第056房 「サーブの理想と現実」(2006/05/13)
「大人になってからテニスをはじめた人を殺すのに刃物は要らぬ。自身のサーブのフォームを録画して見せてやればいい。理想と現実の違いに打ちのめされることだろう。」
これだけ録画機器が普及して来たにもかかわらず、自分のテニスをビデオなどに録画して自分で見てみると言うことは意外に行われないものだ。如空もテニスを始めた頃はよく友人に録画してもらったり、そういうサービスをしてくれるコートに言ったりして自分のテニスをみて、そのあまりのへたくそぶりに絶望を通り抜けて笑い転げていたものだ。それもこの3年ほどはしなくなった。別に理由があるわけではなく、むしろ積極的に録画を撮る機会がなかっただけなのかもしれない。
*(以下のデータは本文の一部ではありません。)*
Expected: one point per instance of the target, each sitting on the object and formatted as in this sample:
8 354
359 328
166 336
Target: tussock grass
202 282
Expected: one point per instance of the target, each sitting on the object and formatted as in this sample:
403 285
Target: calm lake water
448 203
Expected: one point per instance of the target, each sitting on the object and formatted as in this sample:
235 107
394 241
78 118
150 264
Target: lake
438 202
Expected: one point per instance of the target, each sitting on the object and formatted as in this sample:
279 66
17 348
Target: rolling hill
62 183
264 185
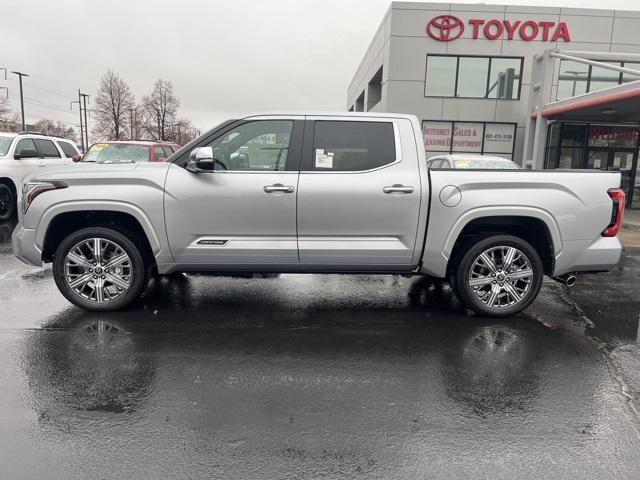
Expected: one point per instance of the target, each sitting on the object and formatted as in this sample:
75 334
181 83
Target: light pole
86 124
20 75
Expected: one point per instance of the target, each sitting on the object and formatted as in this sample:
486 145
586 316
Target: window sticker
323 159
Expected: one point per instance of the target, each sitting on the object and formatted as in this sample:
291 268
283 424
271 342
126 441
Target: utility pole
131 110
20 75
79 102
86 124
160 132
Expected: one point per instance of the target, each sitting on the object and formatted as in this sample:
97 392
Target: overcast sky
224 57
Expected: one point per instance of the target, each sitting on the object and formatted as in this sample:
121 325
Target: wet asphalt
318 377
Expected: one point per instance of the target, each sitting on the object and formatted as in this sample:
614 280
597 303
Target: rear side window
352 146
24 145
46 148
68 149
158 153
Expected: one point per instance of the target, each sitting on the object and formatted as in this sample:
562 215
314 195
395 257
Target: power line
31 85
42 104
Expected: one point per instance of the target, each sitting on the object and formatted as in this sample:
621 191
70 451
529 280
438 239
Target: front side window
46 148
5 144
473 76
344 146
262 145
158 153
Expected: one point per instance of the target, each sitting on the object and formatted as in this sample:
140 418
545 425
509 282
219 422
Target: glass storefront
597 146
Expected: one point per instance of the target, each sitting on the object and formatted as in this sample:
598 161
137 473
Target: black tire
469 296
7 202
126 241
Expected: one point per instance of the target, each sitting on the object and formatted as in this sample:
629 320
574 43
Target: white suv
22 154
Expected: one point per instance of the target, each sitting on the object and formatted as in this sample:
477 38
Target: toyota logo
445 28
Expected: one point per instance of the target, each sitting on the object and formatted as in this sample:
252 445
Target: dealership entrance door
599 147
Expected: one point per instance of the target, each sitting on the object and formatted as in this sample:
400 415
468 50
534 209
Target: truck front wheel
99 269
7 202
499 276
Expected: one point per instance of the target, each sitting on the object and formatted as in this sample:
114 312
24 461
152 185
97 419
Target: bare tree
59 129
113 105
183 131
159 111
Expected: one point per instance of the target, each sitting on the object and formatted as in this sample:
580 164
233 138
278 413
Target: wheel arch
57 226
538 230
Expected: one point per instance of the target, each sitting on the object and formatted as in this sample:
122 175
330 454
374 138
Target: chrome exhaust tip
569 279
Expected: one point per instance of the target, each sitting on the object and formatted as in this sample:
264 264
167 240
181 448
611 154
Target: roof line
589 102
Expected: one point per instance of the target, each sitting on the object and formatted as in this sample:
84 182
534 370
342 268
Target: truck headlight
31 190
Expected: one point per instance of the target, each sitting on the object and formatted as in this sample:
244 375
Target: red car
129 151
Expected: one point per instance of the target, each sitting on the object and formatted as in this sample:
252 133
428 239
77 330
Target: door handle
278 187
397 188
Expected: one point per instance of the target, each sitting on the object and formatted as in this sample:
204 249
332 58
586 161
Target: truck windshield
117 153
5 143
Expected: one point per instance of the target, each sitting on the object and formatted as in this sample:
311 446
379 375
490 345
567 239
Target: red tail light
618 197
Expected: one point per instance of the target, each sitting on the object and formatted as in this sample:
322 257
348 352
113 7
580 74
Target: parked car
460 160
23 153
129 151
319 193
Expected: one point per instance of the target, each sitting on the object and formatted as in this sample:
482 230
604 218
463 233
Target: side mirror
26 153
201 160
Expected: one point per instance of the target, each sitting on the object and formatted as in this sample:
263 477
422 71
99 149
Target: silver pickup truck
321 193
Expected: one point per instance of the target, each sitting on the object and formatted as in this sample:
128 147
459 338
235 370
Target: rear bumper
601 254
24 246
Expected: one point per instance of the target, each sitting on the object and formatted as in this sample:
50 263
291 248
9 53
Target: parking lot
318 377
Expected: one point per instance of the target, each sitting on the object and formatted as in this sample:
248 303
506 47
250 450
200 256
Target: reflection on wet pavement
305 376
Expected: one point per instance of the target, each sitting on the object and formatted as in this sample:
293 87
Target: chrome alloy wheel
501 276
98 270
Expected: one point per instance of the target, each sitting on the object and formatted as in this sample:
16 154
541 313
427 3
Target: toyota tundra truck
317 193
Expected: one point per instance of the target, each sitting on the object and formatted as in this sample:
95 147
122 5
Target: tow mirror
201 160
26 153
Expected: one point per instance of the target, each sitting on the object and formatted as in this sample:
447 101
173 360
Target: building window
468 76
578 78
374 90
490 138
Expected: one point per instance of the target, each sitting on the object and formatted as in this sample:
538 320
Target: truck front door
359 194
243 214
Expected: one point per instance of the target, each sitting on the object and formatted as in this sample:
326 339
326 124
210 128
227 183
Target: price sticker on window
323 159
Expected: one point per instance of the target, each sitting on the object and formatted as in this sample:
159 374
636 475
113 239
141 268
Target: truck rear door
359 194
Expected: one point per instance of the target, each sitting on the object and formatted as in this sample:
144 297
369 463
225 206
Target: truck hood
99 173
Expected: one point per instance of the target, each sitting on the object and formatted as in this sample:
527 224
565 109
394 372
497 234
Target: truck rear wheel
99 269
499 276
7 202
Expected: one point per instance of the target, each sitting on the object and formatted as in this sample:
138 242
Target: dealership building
547 87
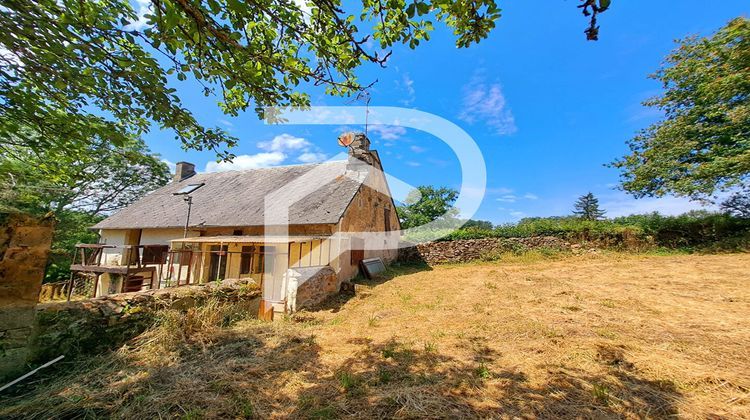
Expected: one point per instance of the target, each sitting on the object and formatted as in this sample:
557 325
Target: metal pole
189 200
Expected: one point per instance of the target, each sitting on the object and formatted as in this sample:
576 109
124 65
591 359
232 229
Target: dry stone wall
473 249
24 248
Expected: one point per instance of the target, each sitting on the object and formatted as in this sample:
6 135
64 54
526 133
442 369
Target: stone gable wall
24 247
314 285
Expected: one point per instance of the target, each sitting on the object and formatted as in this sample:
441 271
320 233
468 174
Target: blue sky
547 108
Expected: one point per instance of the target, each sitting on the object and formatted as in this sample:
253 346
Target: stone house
339 213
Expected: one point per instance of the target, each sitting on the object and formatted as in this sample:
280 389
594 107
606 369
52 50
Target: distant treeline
696 229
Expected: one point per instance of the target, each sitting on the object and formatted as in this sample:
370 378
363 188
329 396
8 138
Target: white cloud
483 102
172 166
143 8
260 160
387 132
408 86
312 157
284 142
507 198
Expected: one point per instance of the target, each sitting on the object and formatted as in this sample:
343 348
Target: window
246 259
357 251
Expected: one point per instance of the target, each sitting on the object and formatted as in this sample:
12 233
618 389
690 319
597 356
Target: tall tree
427 204
78 186
703 143
587 207
73 70
738 204
95 181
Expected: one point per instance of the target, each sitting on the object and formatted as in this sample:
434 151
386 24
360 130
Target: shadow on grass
361 284
261 370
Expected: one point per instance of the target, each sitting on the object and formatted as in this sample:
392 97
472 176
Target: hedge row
694 229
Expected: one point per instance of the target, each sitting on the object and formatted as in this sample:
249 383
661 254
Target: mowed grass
594 336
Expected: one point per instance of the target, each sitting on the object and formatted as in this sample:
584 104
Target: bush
697 229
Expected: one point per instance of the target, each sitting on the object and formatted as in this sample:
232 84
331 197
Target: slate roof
235 198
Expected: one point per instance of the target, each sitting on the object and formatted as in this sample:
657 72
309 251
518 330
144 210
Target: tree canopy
74 70
703 143
96 181
587 207
427 204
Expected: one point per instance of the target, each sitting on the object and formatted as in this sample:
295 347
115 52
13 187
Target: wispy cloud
387 132
275 152
171 165
284 142
507 198
259 160
312 157
407 85
485 102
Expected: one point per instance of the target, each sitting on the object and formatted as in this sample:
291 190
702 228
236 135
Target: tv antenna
364 96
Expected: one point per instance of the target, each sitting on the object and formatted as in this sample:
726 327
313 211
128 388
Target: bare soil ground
594 336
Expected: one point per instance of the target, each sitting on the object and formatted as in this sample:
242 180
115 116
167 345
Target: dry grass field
595 336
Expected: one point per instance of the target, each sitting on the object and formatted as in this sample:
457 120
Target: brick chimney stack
183 170
359 151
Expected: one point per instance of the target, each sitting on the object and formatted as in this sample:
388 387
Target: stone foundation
313 286
95 325
24 247
473 249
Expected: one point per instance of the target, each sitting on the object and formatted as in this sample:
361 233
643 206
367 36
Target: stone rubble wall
315 284
95 325
24 247
474 249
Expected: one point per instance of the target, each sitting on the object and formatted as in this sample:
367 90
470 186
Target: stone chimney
183 170
359 150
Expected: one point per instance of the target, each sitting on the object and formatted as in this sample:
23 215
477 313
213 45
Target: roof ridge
328 162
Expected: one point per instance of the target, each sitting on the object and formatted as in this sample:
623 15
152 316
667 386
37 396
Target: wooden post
70 286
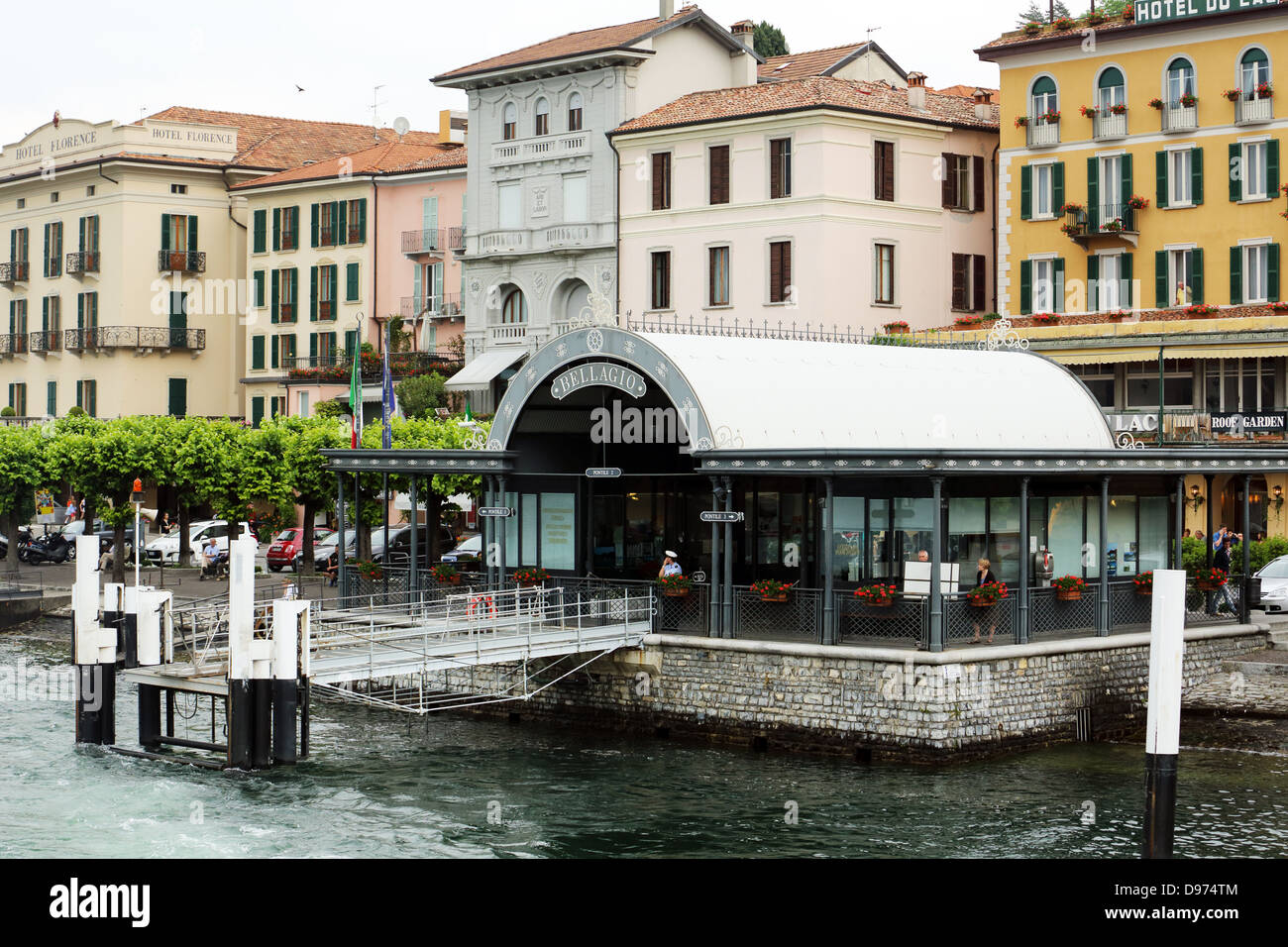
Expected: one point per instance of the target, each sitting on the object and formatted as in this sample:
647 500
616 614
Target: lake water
464 788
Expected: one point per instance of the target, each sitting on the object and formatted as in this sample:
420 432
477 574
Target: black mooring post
1159 804
150 716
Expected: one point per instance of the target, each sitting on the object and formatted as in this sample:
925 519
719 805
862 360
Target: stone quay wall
868 702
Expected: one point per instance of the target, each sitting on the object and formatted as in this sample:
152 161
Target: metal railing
181 262
82 262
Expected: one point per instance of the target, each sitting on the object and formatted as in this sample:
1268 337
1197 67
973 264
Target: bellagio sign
1166 11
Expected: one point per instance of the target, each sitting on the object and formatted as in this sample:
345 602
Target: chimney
917 91
983 99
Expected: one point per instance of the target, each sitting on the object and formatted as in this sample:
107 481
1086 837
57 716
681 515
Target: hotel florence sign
1167 11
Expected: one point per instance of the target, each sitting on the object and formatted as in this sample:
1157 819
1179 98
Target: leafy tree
420 394
768 40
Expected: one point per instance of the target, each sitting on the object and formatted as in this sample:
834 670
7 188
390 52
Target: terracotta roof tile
802 94
391 158
621 37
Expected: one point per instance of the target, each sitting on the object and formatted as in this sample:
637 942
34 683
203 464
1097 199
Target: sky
117 59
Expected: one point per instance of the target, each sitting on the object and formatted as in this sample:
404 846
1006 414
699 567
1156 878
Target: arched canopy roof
764 394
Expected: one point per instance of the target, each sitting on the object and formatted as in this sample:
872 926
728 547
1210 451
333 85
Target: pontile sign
1167 11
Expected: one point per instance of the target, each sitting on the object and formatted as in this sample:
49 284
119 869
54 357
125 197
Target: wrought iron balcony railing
181 262
82 262
134 338
46 341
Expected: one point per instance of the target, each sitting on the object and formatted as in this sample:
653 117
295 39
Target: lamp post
137 499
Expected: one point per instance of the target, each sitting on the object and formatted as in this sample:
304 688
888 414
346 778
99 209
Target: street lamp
137 499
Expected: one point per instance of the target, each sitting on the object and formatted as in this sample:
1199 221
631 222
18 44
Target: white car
1274 585
167 547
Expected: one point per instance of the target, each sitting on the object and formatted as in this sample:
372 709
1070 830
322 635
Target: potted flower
446 574
987 595
771 589
531 577
675 586
1069 587
880 595
1210 579
1144 582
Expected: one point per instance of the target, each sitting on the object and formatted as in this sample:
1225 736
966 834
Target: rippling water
376 787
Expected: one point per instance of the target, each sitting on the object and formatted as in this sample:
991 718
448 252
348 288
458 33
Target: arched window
515 307
1044 97
1180 81
1111 90
1253 71
575 112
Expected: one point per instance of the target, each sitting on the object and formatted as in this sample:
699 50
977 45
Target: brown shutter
980 283
720 174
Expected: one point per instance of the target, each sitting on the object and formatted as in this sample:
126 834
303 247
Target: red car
287 548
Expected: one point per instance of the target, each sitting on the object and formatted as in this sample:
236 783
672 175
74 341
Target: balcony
81 263
1108 127
416 243
180 262
447 305
1042 133
1253 111
542 149
1177 118
142 338
14 270
48 341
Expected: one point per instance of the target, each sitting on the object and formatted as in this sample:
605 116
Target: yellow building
1141 218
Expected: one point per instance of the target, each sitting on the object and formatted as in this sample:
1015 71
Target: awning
482 369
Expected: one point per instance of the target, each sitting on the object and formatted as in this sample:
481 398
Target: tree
420 394
768 40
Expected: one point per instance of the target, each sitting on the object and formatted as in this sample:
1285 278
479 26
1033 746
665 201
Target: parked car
287 548
167 547
1274 585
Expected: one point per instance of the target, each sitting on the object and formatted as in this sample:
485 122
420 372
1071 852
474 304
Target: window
781 270
717 275
883 185
576 198
575 112
883 281
662 180
781 167
509 200
661 279
717 172
514 308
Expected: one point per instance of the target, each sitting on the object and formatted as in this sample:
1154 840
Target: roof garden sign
1168 11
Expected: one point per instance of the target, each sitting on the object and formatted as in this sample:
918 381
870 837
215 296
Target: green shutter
1160 178
1235 275
1273 273
1093 195
1162 298
1235 171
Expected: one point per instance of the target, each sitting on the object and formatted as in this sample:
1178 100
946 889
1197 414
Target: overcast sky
99 59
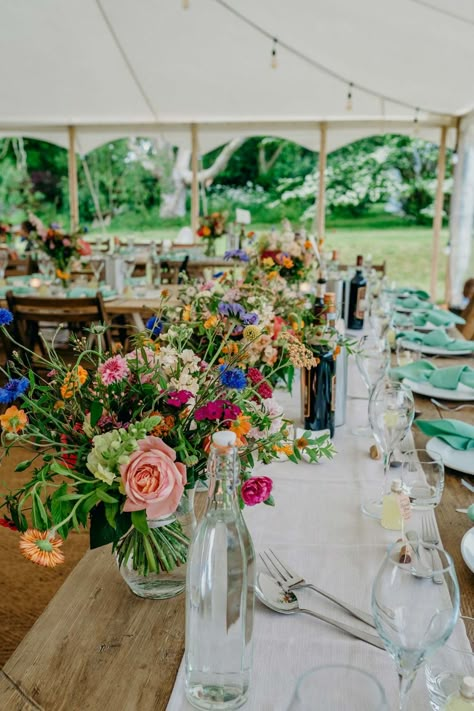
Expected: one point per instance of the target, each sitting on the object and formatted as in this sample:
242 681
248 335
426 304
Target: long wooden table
97 646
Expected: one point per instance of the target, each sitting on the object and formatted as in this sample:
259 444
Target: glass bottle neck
223 469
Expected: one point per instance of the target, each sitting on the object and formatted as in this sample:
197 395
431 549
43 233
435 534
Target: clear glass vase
154 566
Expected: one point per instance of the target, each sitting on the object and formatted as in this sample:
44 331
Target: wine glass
391 412
413 615
4 256
321 689
373 359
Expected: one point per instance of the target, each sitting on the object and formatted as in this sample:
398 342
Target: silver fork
430 535
452 408
291 580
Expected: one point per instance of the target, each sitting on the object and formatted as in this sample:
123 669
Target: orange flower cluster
13 420
42 547
73 381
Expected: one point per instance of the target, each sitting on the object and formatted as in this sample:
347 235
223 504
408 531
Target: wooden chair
19 267
468 315
33 313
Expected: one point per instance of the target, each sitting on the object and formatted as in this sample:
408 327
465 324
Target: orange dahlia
42 547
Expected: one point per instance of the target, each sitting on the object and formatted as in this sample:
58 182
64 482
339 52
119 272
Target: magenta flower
178 398
114 370
256 490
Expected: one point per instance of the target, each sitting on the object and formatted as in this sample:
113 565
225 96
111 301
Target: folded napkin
459 435
423 371
420 293
438 317
413 302
437 339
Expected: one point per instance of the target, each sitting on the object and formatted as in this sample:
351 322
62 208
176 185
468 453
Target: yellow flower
251 333
14 420
210 322
73 381
241 426
284 449
187 313
42 547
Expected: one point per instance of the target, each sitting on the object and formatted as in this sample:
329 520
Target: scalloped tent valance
114 68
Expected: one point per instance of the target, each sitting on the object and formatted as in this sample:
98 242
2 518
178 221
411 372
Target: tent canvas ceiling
117 67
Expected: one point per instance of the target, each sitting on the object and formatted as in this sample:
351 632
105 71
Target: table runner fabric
317 527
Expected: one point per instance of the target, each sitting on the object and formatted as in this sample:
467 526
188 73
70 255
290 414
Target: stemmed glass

年末年始もGWも夏休みも秋の祝日連休もことごとく仕事で潰された如空は、先日2日ばかり平日に代休を取って一年ぶりのゆっくりした時間を過ごした。そのときふと思い立って、自分のサービスのフォームを録画してみようとおもって、コートを取ってひたすらサーブを打ち込む様を録画した。そして録画をみた。
そして震えたのである。
「これは誰だ、この画面の中にいるへたくそは一体誰なんだ・・・・」
数年ぶりに見る自分のサーブのフォームは、確かに数年前よりかははるかに様になってはいる。しかし、全体的にまず固い。トスアップした後の所謂「タメ」の部分が「タメ」になっておらず、力んで固まっているだけだ。そのくせトスアップそのものは妙にあせっていてボールを放り投げている。頭の中のイメージではもう少しゆったりとトスアップして、「ぐっ」とタメを取っているはずが慌ててトスアップしてその後ボールを見て固まっているのだ。固いこと固いこと。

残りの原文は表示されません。